Re: Unprivileged filesystem mounts

Christian Brauner <brauner@xxxxxxxxxx> · Tue, 11 Mar 2025 12:01:48 +0100

On Tue, Mar 11, 2025 at 04:57:54PM +1100, Dave Chinner wrote:
> On Mon, Mar 10, 2025 at 10:19:57PM -0400, Demi Marie Obenour wrote:
> > People have stuff to get done.  If you disallow unprivileged filesystem
> > mounts, they will just use sudo (or equivalent) instead.
> 
> I am not advocating that we disallow mounting of untrusted devices.
> 
> > The problem is
> > not that users are mounting untrusted filesystems.  The problem is that
> > mounting untrusted filesystems is unsafe.
> 
> > Making untrusted filesystems safe to mount is the only solution that
> > lets users do what they actually need to do. That means either actually
> > fixing the filesystem code,
> 
> Yes, and the point I keep making is that we cannot provide that
> guarantee from the kernel for existing filesystems. We cannot detect
> all possible malicous tampering situations without cryptogrpahically
> secure verification, and we can't generate full trust from nothing.
> 
> The typical desktop policy of "probe and automount any device that
> is plugged in" prevents the user from examining the device to
> determine if it contains what it is supposed to contain.  The user
> is not given any opportunity to device if trust is warranted before
> the kernel filesystem parser running in ring 0 is exposed to the
> malicious image.
> 
> That's the fundamental policy problem we need to address: the user
> and/or admin is not in control of their own security because
> application developers and/or distro maintainers have decided they
> should not have a choice.
> 
> In this situation, the choice of what to do *must* fall to the user,
> but the argument for "filesystem corruption is a CVE-worthy bug" is
> that the choice has been taken away from the user. That's what I'm
> saying needs to change - the choice needs to be returned to the
> user...
> 
> > or running it in a sufficiently tight
> > sandbox that vulnerabilities in it are of too low importance to matter.
> > libguestfs+FUSE is the most obvious way to do this, but the performance
> > might not be enough for distros to turn it on.
> 
> Yes, I have advocated for that to be used for desktop mounts in the
> past. Similarly, I have also advocated for liblinux + FUSE to be
> used so that the kernel filesystem code is used but run from a
> userspace context where the kernel cannot be compromised.
> 
> I have also advocated for user removable devices to be encrypted by
> default. The act of the user unlocking the device automatically
> marks it as trusted because undetectable malicious tampering is
> highly unlikely.
> 
> I have also advocated for a device registry that records removable
> device signatures and whether the user trusted them or not so that
> they only need to be prompted once for any given removable device
> they use.
> 
> There are *many* potential user-friendly solutions to the problem,
> but they -all- lie in the domain of userspace applications and/or
> policies. This is *not* a problem more or better code in the kernel
> can solve.

Strongly agree.

> 
> Kees and Co keep telling us we should be making changes that make it
> harder (or compeltely prevent) entire classes of vulnerabilities
> from being exploited. Yet every time we suggest that a more secure
> policy should be applied to automounting filesystems to prevent
> system compromise on device hotplug, nobody seems to be willing to
> put security first.

I agree with Dave here a lot.

The case where arbitrary devices stuck into a laptop (e.g., USB sticks)
are mounted isn't solved by making a filesystem mountable unprivileged.
The mounted device cannot show up in the global mount namespace
somewhere since the user doesn't own the initial mount+user namespace.
So it's pointless. In other words, there's filesystem level checks and
mount namespace based checks. Circumventing that restriction means that
any user can just mount the device at any location in the global mount
namespace and therefore simply overmount other stuff.

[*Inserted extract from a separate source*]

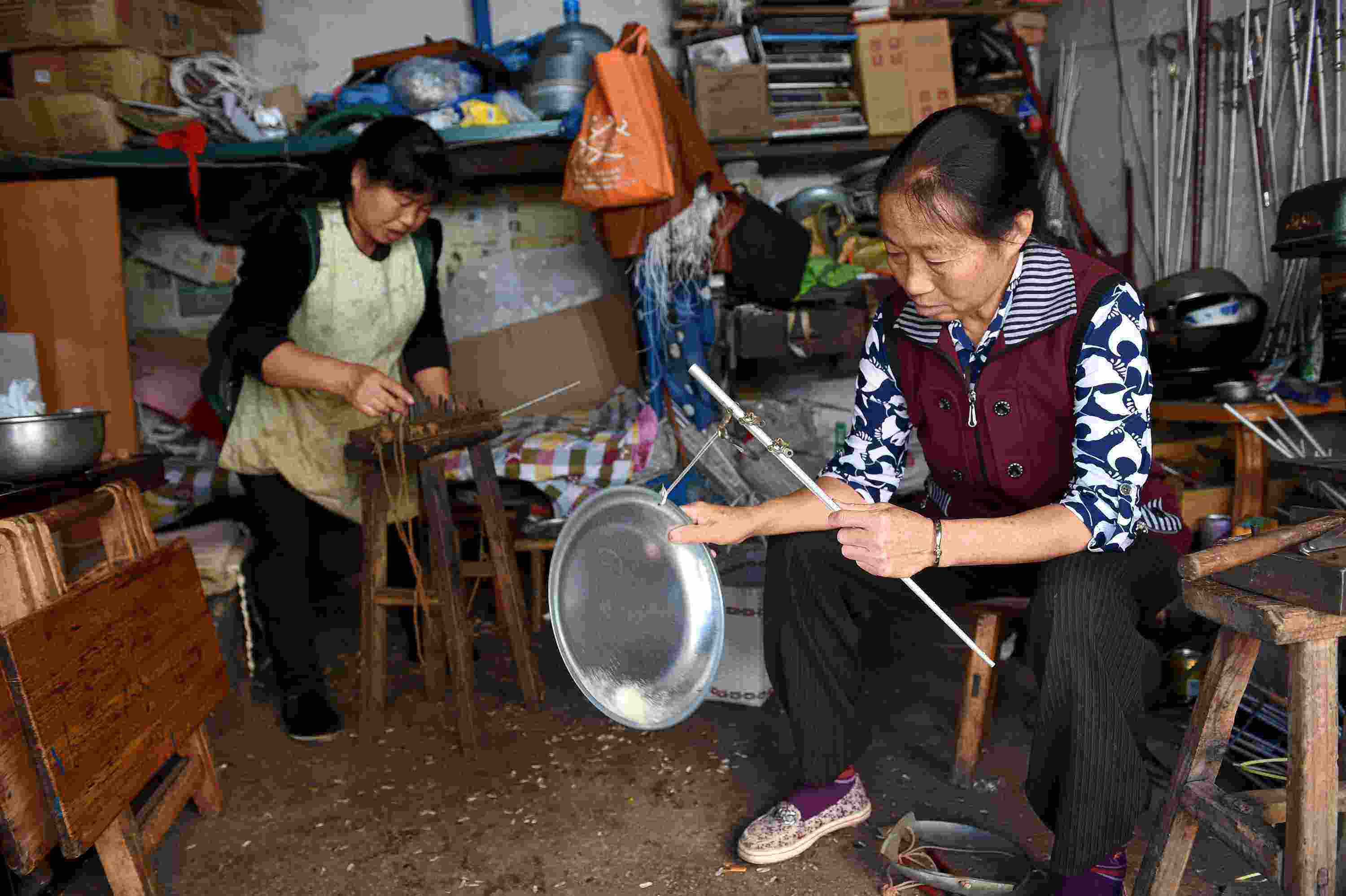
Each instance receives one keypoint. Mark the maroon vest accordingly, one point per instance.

The other thing is whether or not a filesystem is allowed to be mounted
by an unprivileged user namespaces. That is not a policy decision the
kernel can make, should make, or has to make. This is a road to security
disaster.

The new mount api has built-in
delegation capabilities for exactly this reason and use-case so the
kernel doesn't have to do that. Policy like that belongs into userspace. 
The new mount api makes it possible for userspace to correctly and
safely delegate any filesystem mount to unprivileged users. It's e.g.,
heavily used by bpf to make bpffs and thus bpf usable by unprivileged
userspace and containers.

There's a generic API for this already that we presented on in [1] at
LSFMM 2023. This has proper security policies in place when and how it
is allowed even for a user not in a user namespace to mount an arbitrary
filesystem (device or no device-based).

    NAME
    systemd-mountfsd.service, systemd-mountfsd - Disk Image File System Mount Service

    SYNOPSIS
    systemd-mountfsd.service

    /usr/lib/systemd/systemd-mountfsd

    DESCRIPTION
    systemd-mountfsd is a system service that dissects disk images, and
    returns mount file descriptors for the file systems contained therein to
    clients, via a Varlink IPC API.

    The disk images provided must contain a raw file system image or must
    follow the Discoverable Partitions Specification[1]. Before mounting any
    file systems authenticity of the disk image is established in one or a
    combination of the following ways:

    1. If the disk image is located in a regular file in one of the
       directories /var/lib/machines/, /var/lib/portables/,
       /var/lib/extensions/, /var/lib/confexts/ or their counterparts in the
       /etc/, /run/, /usr/lib/ it is assumed to be trusted.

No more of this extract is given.